I shouldn’t be surprised. When I took a “retirement” job at Walmart, I found the same intergenerational dynamic at play as I’d found in the classroom.
I grew to resent a sarcastic young man who, without realizing it, was speaking snidely to me, almost talking down to me. Me! a man in his middle sixties. I had thought the imprint of age merited respect, but not to today’s generation.
My gig starts before dawn. I got used to showing up in the wee hours when the night crew was coming down its home stretch. Drew, a tart-tongued young man, would be on the paper and chem aisle, where it might be my job to help him finish stocking the overnight freight. After a brief period of enjoying his sassy rejoinders and heartening, conspiratorial bitches about working at the store, I began to find something dismissive about him, even borderline insulting, in a way I couldn’t pin down.
“Please break down your boxes. You’ll fit more in the baaaaaler …” he chided me in singsong as I stood over the rolling paperboard waste bin, beating my hands to pulp trying to collapse stiff double-wall corrugated containers that had held laundry detergent. Though I learned to wear work gloves to protect my hands, better wielding them as cutting blades and ripping claws, I remained offended by his mocking, suggestive tone, which implied not so much annoyance as absence of the need to defer to a man well into his sixties.
Was I “reading into” Drew’s manner because of my defensiveness and insecurity, even lingering emotional bruises from the way kids at the end of my “teaching” career regarded me? I worked the same kind of job as he. If he was treating me as an equal, so what?
But that was just it; that was the offense. Despite my failure at classroom management during those last, bad teaching years, I figured I deserved respect because I was old, had lived long, suffered long, learned much.

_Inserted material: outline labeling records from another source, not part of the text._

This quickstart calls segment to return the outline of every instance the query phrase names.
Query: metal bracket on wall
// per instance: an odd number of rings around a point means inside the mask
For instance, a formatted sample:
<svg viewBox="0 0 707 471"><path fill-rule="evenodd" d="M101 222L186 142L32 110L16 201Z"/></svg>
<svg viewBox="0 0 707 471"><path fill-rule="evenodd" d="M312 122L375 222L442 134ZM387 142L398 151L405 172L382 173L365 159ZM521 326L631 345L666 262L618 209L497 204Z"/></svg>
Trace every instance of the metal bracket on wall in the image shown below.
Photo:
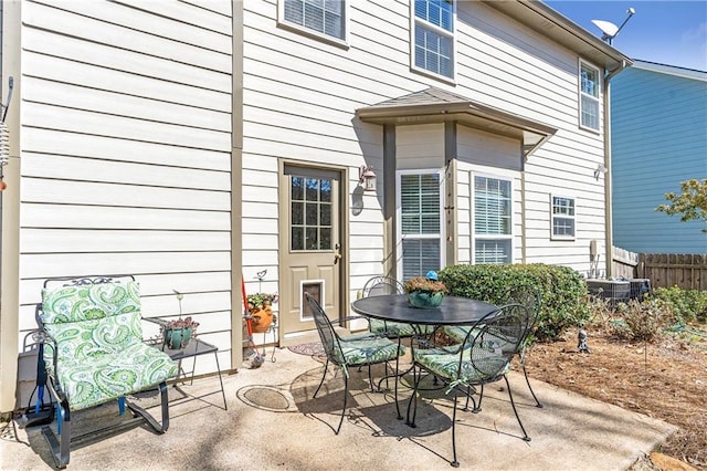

I know now I was naïve, my learning partial. If only the most forbearing and mature students were nice to me, that was to be expected. You’re good at that job, teaching at-risk youth, or you’re in the crosshairs.

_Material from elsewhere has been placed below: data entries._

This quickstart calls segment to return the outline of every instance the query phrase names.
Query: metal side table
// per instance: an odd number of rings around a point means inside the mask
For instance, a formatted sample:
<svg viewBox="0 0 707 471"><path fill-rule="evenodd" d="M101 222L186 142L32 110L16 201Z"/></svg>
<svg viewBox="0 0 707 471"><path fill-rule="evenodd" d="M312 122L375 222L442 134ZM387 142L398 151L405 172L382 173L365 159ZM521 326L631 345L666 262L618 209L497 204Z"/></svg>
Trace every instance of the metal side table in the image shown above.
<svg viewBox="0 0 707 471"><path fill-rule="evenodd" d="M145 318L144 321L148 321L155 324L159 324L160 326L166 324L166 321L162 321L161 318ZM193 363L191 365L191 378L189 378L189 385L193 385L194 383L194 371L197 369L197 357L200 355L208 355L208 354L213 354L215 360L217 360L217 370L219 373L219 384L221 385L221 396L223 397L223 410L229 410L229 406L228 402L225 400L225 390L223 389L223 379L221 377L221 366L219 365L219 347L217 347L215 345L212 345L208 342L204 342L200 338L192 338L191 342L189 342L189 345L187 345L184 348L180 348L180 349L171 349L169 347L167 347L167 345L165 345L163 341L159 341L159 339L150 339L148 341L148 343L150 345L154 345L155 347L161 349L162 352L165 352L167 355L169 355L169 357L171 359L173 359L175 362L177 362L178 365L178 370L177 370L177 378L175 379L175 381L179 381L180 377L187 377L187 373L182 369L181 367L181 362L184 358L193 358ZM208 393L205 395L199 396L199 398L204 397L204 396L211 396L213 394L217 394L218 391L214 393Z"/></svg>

But there was something more, something broader and more sociological, that explained the thing. A lot of these boys had no father figure. They came from households featuring a mother, her latest partner, and the kids. If the “father figure” is a stepdad out of prison with a swastika across his chest sharing a meth pipe with a 14-year-old, the myth of reverence for the elder male might go out the window. All across the socioeconomic spectrum, not just the white rural ghetto where I taught, the era of the nuclear family, and of some Norman Rockwell dad carving the Sunday roast beef, seems to have run its course.

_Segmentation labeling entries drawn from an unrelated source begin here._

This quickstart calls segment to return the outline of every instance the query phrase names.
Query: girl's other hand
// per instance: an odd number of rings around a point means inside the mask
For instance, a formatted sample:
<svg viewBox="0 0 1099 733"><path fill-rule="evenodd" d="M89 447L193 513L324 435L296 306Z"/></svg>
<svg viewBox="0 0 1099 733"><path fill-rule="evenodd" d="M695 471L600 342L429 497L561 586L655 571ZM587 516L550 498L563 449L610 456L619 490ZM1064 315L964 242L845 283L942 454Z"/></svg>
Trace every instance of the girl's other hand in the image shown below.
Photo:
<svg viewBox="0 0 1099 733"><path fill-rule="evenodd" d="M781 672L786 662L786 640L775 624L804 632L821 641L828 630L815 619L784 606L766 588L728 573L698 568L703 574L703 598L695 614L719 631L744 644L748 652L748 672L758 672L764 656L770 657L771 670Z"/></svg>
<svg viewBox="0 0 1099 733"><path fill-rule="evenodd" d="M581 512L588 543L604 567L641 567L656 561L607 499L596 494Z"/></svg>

Ah, what’s the use? I can kvetch all I want. My cohort and I will still die off and the young punks will take over.
I like to be optimistic though. Call it my brand of patriotism. I have to believe that today’s youth will acknowledge the secret weapon of the aged, their very years, and that young people will humble themselves to the lengthening shadow of mortality by whose lessons we learn how to live.